Archived Reports

ADEC Science Panel

Science Panel


The ADEC science panel held a teleconference on July 26, 2012.  The meeting was intended to cover the industry wastewater treatment surveys recently received, the status of the Best Available Technology (BAT) review, and the status and timeline of the final report.

Most of the meeting was spent discussing the survey responses received from the industry.  The surveys covered current wastewater treatment, prevention, and control efforts including the effectiveness and the cost of those efforts.  Responses were received from 17 ships.  The facilitator of the meeting walked through one of the responses (MS Westerdam) to highlight the type of information that was provided.  ADEC and the facilitator indicated numerous times how much information was received and how pleased they were with the detail.  The panel members definitely reflected the positive sentiment as well.

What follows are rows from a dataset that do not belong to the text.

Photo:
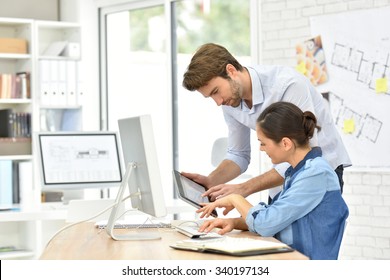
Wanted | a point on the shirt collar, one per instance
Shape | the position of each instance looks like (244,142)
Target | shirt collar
(313,153)
(257,90)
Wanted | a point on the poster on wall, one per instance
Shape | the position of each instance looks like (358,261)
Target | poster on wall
(357,49)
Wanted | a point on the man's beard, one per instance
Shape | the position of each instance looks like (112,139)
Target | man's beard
(236,93)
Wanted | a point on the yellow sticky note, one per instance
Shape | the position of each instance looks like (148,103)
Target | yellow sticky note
(381,85)
(349,126)
(301,67)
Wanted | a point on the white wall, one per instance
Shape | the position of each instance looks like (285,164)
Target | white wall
(284,24)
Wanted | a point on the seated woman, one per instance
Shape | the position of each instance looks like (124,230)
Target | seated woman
(309,214)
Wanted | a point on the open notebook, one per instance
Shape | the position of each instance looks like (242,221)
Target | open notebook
(235,246)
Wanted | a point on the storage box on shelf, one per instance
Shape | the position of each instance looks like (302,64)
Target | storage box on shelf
(59,84)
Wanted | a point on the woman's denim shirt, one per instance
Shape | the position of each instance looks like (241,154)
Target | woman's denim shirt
(309,214)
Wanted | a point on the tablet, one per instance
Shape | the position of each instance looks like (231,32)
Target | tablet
(190,191)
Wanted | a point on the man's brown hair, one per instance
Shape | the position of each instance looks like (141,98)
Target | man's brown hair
(208,62)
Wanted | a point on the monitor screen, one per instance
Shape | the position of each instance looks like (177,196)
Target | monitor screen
(77,160)
(142,178)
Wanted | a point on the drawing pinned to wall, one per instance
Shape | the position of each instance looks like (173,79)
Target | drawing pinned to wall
(357,47)
(311,60)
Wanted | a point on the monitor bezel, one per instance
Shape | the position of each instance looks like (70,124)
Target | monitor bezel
(69,186)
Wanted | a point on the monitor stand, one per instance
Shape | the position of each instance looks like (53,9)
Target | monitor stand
(69,195)
(144,235)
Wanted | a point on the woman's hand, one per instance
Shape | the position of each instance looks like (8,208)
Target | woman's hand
(226,202)
(226,225)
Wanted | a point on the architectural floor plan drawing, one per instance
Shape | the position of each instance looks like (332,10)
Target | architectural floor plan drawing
(357,50)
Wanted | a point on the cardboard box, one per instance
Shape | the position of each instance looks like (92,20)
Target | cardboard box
(13,45)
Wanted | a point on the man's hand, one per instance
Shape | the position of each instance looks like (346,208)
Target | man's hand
(200,179)
(225,202)
(223,190)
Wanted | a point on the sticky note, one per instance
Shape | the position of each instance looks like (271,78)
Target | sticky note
(381,85)
(349,126)
(301,67)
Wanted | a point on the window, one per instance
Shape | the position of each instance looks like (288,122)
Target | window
(145,49)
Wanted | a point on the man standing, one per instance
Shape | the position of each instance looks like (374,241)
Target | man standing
(243,93)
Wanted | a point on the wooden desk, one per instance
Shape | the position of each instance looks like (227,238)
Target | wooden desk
(85,241)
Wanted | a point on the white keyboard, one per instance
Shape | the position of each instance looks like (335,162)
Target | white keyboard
(192,231)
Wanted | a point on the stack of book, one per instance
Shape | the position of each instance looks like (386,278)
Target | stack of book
(15,85)
(15,124)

The panel discussed information such as operations and maintenance costs of the current systems, how the regulations impact itineraries, whether upgrades were being planned, and ratios of black and gray water.  The discussion was fairly technical and was a lot for the panel to digest, but overall ADEC and the panel felt the detail would be very helpful in finalizing the report.  ADEC staff also made a comment about the information assisting the development of the 2013 permit.

ADEC indicated that they intend to look at the operation and maintenance costs and will calculate the Net Present Value (NPV) as part of their economic feasibility analysis.  They highlighted a chart showing the influent and effluent of each system and concluded that no ships treating black and gray water were able to meet Alaska Water Quality Standards (AWQS) at the point of discharge.  They further suggested that there was no benefit of calculating the NPV if they did not have technology that was proven to meet AWQS on a ship.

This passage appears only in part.